16 JUNE 1973, Page 27

Non-medical matter

From Dr John Linklater Sir: Elected representatives of the British Medical Association at Folkestone last week decided by a massive majority that under no circumstances would they debase the prescription by using it as a vehicle for handing out contraceptives when no medical skill or judgment was involved.

The daily press at once carried headlines such as, " Doctors deal death blow to government free contraception plans." This misled some readers to suppose that doctors had voted generally against all family planning.

There are, of course, members of the medical profession who, for reasons of religious discipline or personal conviction decline to give contraceptive advice, and they must remain free to exercise their choice. There is also the question that a family planning and contraceptive service imposes a new heavy commitment which is not included in the present NHS contract, and appropriate fees ought to have been negotiated with the profession. It was not either ot these issues that roused the delegates at Folkestone, but the implicit suggestion that they would be required to write prescriptions for rubber sheaths.

The doctor's prescription has a very special significance. Most doctors train for six years or more before writing a prescription unsupervised, and it is intended exclusively for items necessary to treat disease.
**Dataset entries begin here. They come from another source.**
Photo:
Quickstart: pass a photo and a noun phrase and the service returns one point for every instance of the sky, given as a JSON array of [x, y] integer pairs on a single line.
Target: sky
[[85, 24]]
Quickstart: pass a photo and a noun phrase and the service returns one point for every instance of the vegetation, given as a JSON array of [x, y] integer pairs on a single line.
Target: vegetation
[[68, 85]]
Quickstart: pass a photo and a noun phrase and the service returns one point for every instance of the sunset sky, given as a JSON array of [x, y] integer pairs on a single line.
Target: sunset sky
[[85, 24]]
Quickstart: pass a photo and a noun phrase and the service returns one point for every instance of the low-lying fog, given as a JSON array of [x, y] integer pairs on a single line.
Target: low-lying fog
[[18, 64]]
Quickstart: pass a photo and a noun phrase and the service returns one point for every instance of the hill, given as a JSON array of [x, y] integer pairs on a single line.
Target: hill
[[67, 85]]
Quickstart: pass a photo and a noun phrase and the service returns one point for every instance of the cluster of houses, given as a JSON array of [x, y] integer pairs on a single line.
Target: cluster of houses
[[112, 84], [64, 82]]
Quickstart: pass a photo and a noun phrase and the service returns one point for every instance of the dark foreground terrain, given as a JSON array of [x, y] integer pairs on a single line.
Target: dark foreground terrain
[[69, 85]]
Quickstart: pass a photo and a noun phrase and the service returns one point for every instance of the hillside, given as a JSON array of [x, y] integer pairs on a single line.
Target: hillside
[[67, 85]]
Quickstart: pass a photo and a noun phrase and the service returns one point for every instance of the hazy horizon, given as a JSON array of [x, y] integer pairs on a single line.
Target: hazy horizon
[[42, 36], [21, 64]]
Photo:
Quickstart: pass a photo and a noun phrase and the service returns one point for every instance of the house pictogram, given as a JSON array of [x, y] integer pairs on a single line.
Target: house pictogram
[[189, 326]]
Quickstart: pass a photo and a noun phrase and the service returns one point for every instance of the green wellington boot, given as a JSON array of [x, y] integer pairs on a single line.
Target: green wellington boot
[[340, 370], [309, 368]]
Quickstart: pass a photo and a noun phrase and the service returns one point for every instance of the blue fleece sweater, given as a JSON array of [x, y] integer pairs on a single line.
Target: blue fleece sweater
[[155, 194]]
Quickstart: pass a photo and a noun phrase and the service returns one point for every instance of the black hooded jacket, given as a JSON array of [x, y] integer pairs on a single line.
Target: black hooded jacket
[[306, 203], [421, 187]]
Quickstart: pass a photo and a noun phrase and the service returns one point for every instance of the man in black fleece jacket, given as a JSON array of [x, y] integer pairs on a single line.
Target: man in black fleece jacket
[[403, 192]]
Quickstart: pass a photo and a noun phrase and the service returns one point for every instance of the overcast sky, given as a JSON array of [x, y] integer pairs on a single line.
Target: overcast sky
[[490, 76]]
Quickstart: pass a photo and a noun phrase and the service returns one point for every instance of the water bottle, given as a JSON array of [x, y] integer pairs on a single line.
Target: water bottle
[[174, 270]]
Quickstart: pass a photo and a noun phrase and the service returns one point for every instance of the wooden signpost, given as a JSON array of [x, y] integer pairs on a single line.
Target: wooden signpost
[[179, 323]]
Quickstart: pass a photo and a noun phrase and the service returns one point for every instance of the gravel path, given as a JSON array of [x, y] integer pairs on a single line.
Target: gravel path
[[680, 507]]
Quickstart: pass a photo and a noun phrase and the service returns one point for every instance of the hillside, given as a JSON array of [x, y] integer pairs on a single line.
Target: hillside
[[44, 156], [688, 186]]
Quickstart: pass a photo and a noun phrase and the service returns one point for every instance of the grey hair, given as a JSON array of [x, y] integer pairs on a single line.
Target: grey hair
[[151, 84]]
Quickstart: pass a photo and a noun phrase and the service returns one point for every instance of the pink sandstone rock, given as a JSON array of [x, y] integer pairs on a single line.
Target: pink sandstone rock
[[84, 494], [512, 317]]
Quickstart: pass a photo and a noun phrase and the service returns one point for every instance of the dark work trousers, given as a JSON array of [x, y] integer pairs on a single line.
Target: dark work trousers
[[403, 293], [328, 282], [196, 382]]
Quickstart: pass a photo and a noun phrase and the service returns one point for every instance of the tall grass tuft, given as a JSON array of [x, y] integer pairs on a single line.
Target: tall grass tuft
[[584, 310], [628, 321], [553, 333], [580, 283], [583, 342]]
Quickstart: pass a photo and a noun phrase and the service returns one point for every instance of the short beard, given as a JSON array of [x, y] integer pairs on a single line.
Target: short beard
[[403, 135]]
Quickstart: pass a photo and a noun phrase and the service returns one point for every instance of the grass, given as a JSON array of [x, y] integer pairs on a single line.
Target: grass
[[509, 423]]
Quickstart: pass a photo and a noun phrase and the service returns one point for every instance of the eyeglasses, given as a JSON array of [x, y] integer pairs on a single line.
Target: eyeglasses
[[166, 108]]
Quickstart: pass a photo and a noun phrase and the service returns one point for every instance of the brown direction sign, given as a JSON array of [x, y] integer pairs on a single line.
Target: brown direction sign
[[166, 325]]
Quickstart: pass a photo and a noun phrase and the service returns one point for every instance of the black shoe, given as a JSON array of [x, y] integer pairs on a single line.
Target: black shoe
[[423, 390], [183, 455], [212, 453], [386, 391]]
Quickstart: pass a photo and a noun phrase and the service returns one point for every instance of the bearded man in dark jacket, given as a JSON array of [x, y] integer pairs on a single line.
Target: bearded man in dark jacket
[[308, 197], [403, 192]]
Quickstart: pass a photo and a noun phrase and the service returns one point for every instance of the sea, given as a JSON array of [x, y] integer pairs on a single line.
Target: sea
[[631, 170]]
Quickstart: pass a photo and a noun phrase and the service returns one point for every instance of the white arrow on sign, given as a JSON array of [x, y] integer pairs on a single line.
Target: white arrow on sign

Oral contraceptives which may have dangerous side effects, requiring medical supervision, enter the same category. If doctors had agreed to abandon that jealously guarded principle by prescribing rubber sheaths, we could shortly see prescriptions used for rubber teats, comforters, even nappies or any other item that the government might suddenly see fit to hand out free of charge.

In any case it is a ridiculous waste of national resources to employ a doctor where a slot machine can do the job.

The government can perfectly well carry on with its plans. however, by making alternative arrangements for the issue of those contraceptives which do not require any clinical judgment or medical supervision. Indeed members could well arrange that locally, in their own constituencies, perhaps even delegating the responsibility if they feel that they are otherwise too heavily occupied.